Otavio isn’t to be particularly keen on establishing an intimate relationship with Joana. In a way, Otavio believes that a relationship to her as a way of transcending self and past. Otavio hopes that she can teach him to never be afraid.

At an early point in the story, it is evident that Joana is lonely in her relationship with Otavio (perhaps even from her life as a whole). Joana struggles to form the connection between her husband and his wife:

However, Otavio was not particularly engaging, he did provide some interesting insights. The alternative was to get involved with what had already occurred. However, in the midst of the “spare me, spare me” eyes she would raise her hands from time to moment and let a tiny bird fly out. At times, however, possibly because of her words there was no bridge built between them, but instead an interval was formed. (pg. 25)

In the end, his presence even knowing that he exists, is an obstacle from her liberation.

Although The novel touches on important events in Joana’s story, it’s not a story-driven book. The focus is on self-reflection the inner thoughts of Joana are revealed. She appears to be experiencing life with a remarkable amount of emotion. There is a time that her mood can change between a deep feeling of happiness , to suffering and pain. Additionally, there is an impression that she is seeking to discover the meaning of her life. Perhaps she is hoping it will aid her in understanding the meaning of life:

I try to eject everything that has a life form. I try to shut myself off to discover the life within me.

 […] As soon as I shut my door my mind lets go of everything immediately. Everything I was holding back distances itself from me, disappearing into the deep waters of my mind. I can hear it, the falling. Afraid and content, I sit and wait for myself to be happy I am waiting for my body to slowly rise to really appear before my eyes. Instead of reaching myself by leaving, I find myself abandoned, alone, and being thrown into a cubicle of no dimension in which shadows and light are merely ghosts. Inside my head, I discover the quiet I desire. However, in this silence I become so secluded from all memories of another human being, and even of myself that I transform my impression to be a physical silence.
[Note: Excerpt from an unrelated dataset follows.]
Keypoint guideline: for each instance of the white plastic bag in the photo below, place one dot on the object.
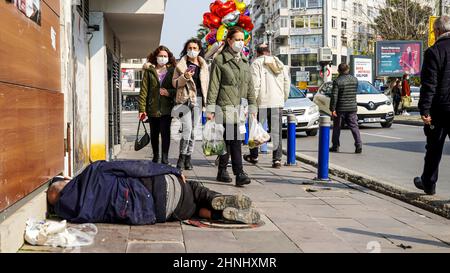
(213, 143)
(257, 135)
(52, 233)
The novel’s style is impressionistic and Lispector uses a combination of descriptive passages and stream-of-consciousness to convey a feel for Joanna’s existence. The last line will give you an idea of the “stream” style which isn’t typically my preferred type of writing, yet it does work extremely well in this case. This is a excerpt in one of the descriptions. Joana remembers the moment immediately following the passing of her father.

She lay on her belly in the sand with her hands covering her face, leaving an air bubble. The sand became dark and dark, spots of red and circular blotches large, tremulous spots slowly started to appear, increasing and shrinking. Sand grains gripped her skinand getting buried in it. While her eyes were closed, she felt at the beach, the waves were being sucked back by the ocean quickly even with her eyes closed. Then they returned calmly with their palms open, letting loose the body. It was nice to hear their voice.

The novel also includes several philosophical lines: Joana’s reflections regarding the concept of time, the feeling of immortality and. the certainty that you’ll be dead.

Overall I found the novel Near to the Wild Heart an interesting, but difficult novel.

The writing is fantastic and at times poetic.  It was a novel that I appreciated more than liked.

Although I read most of 200 pages in the company of Joana I struggled to grasp her (which is why this article reads like fragments). Joana is often calm, confident, and independent However, I’m not sure that’s all she is.

Finally I ended up with a picture of a lifetime lived in stark fragments. With every section separating from the previous. The woman who is struggling make connections throughout her life.